Karen Bocock said regulars come daily to the Dairy Hut but added, "We say that every day we keep getting new customers."
She said many customers are drawn locally from Pataskala and Etna, but plenty more come from Reynoldsburg, Johnstown, Newark and Granville.
It typically remains busy throughout the summer.
"One of our challenges is that we don't have a big enough parking lot," Karen Bocock said. "There are lines out to the road and sometimes down the road."
She said one of the reasons for the long lines is the food.
"We stick to the same menu, sandwiches and mostly ice cream," she said. "We're known for our coneys. Our coney sauce is made from scratch."
The Dairy Hut also has specialty sundaes, such as the Buckeye sundae, which features vanilla ice cream, hot fudge and peanut butter toppings with chocolate and peanut butter candies and a buckeye candy on top.
The Dairy Hut also offers 30 different flavors of soft serve ice cream, using natural flavors to mix its own concoctions, she said.
Gary Bocock said the Dairy Hut's employees also keep people coming back.
"I think over the years we just really have good employees who really treat customers good," he said.
The Bococks hire only people who want to be there, he said.
Patty Frazier is one of them.
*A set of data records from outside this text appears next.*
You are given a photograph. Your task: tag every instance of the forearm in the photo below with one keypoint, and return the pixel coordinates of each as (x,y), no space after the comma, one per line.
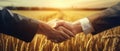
(17,25)
(105,20)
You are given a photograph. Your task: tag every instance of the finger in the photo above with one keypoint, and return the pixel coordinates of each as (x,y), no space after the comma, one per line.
(60,23)
(67,32)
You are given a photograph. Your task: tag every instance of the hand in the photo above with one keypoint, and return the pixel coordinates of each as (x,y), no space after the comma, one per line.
(74,27)
(56,35)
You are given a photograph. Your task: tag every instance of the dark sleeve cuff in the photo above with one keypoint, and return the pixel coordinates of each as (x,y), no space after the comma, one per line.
(18,26)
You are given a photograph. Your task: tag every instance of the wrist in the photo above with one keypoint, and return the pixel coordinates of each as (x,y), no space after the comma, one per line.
(77,27)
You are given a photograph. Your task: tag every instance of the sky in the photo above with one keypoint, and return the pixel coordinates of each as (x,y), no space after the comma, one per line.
(60,3)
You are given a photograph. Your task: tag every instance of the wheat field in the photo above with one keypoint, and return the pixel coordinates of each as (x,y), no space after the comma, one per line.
(108,40)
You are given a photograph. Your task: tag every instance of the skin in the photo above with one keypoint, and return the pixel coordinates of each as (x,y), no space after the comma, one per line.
(56,35)
(74,27)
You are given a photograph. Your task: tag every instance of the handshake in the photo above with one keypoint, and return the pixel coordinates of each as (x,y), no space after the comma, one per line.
(61,32)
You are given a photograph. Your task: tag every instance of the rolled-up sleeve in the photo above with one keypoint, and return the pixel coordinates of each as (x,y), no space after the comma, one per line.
(17,25)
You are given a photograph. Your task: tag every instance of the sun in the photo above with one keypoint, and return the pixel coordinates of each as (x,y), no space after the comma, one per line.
(60,5)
Frazier said she retired once from food service, having managed Furr's Cafe in Kansas City, Mo., for 25 years.
She said she likes working at the Dairy Hut because it's a fun job and it keeps her busy.
"The customers make it fun," Frazier said.
Gary Bocock said they also hire high school students and probably have employed 250 students since 1979.
"That's been a lot of fun," he said. "They go on to become doctors, dentists or pharmacists."
At times, Karen Bocock said, five to six workers are crammed in the small space, which isn't wide enough for all of them to stand side by side.
They make it work, she said, because the customers keep coming back.
People stopping by Sept. 29 could see Pataskala Mayor Steve Butcher, who planned to take his grandchildren there for one last taste of summer.
"It's literally an institution and my grandkids just love it," Butcher said. "It helps that they are at a major intersection and it's so convenient to get in and out."